All the while, Congress sat idly by and let these agencies assume their new legislative role.  What if Congress could not only reverse this trend, but undo years of burdensome regulations dating as far back as the mid-1990s?  It turns out it can, with the Congressional Review Act. 

The Congressional Review Act is Congress’ most recent effort to trim the excesses of the modern administrative state.  Passed into law in 1996, the Congressional Review Act allows Congress to invalidate an agency rule by passing a joint resolution of disapproval, not subject to a Senate filibuster, that the president signs into law. 

Under the Congressional Review Act, Congress is given 60 legislative days to disapprove a rule and receive the president’s signature, after which the rule goes into effect.  But the review act also sets forth a specific procedure for submitting new rules to Congress that executive agencies must carefully follow. 

If they fail to follow these specific steps, Congress can vote to disapprove the rule even if it has long been accepted as part of the Federal Register.  In other words, if the agency failed to follow its obligations under the Congressional Review Act, the 60-day legislative window never officially started, and the rule remains subject to congressional disapproval. 

The legal basis for this becomes clear when we read the text of the Congressional Review Act. 

According to the statute, the period that Congress has to review a rule does not commence until the later of two events: either (1) the date when an agency publishes the rule in the Federal Register, or (2) the date when the agency submits the rule to Congress.

This means that if a currently published rule was never submitted to Congress, then the nonexistent “submission” qualifies as “the later” event, and the rule remains subject to congressional review.

This places dozens of rules going back to 1996 in the congressional crosshairs.

The definition of “rule” under the Congressional Review Act is quite broad—it includes not only the “junior varsity” statutes that an agency can adopt as regulations, but also the agency’s interpretations of those laws.

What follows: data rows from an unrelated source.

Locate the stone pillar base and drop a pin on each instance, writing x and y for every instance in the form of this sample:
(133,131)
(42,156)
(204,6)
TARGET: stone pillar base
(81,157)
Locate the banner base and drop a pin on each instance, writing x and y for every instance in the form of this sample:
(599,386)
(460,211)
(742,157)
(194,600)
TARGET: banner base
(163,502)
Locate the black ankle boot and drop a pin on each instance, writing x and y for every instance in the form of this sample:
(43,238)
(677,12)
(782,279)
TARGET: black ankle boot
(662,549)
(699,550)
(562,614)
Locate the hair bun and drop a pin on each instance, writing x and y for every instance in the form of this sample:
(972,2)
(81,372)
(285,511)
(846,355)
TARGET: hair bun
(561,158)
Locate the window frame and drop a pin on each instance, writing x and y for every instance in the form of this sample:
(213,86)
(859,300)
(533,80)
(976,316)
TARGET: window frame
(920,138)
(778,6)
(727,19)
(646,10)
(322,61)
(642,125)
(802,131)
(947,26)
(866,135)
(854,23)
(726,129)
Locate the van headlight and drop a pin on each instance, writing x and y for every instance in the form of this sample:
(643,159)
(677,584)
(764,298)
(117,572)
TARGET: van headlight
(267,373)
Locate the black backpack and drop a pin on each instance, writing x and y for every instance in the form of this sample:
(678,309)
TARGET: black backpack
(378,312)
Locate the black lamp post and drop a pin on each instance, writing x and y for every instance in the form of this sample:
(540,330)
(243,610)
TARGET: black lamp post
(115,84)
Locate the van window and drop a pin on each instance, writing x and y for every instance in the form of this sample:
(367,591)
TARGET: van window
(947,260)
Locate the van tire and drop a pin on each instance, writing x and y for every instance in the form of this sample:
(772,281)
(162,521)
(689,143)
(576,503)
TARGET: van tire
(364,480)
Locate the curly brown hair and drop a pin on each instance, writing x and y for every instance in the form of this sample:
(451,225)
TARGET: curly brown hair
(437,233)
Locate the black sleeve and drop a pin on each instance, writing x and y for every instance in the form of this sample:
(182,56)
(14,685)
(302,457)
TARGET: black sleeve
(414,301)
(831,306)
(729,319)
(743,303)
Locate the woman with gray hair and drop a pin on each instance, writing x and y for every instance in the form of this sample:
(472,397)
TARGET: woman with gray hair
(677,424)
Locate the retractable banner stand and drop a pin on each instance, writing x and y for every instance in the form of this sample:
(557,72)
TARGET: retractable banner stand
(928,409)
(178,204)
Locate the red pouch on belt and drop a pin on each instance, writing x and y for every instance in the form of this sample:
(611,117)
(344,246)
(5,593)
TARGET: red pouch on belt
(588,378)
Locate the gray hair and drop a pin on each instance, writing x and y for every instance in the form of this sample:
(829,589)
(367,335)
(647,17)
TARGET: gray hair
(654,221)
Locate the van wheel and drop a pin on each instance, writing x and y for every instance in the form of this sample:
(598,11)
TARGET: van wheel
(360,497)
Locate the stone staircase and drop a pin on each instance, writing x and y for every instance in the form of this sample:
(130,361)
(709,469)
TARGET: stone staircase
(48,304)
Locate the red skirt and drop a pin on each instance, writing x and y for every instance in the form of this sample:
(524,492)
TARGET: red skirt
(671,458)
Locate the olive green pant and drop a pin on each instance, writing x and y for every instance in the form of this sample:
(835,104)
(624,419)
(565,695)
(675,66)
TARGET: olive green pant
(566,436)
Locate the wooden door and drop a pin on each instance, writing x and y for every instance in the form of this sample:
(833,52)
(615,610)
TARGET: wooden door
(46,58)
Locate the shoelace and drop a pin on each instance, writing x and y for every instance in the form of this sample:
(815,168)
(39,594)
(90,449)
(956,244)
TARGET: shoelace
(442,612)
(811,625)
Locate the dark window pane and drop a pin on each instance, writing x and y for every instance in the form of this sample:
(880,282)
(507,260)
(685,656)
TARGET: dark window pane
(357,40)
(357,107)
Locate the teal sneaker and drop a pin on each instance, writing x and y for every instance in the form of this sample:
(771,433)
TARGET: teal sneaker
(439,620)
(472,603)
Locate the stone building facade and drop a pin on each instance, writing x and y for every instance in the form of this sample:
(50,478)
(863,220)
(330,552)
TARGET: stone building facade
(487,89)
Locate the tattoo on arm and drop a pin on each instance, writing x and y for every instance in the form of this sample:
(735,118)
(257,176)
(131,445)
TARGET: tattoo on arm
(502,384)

This is vital because federal agencies often use a wide range of documents to strong-arm regulated parties.

The review act reaches regulations, guidance documents, “Dear Colleague” letters, and anything similar.

The Congressional Review Act is especially powerful because once Congress passes a joint resolution of disapproval and the president signs it into law, the rule is nullified and the agency cannot adopt a “substantially similar” rule absent an intervening act of Congress.

This binds the hands of federal agencies to find backdoor ways of re-imposing the same regulations.

The Congressional Review Act gives Congress ample room to void rules that it finds are mistaken.  Congress may find it to be an indispensable tool in its efforts to rein in government overreach.

Now that Congress has a president who is favorable to deregulation, lawmakers should seize this opportunity to find some of the most egregious regulations going back to 1996 that, under the Congressional Review Act, still remain subject to congressional disapproval.

In the coming days, my colleagues will provide some specific regulations that Congress should target.

For a more fulsome exposition of the CRA’s coverage, see Paul’s February 8 Heritage Foundation Legal Memorandum, “The Reach of the Congressional Review Act.”  Hopefully, Congress and the Trump Administration will take advantage of this newly-discovered legal weapon as they explore the most efficacious means to reduce the daunting economic burden of federal overregulation (for a subject matter-specific exploration of the nature and size of that burden, see the most recent Heritage Foundation “Red Tape Rising” report, here).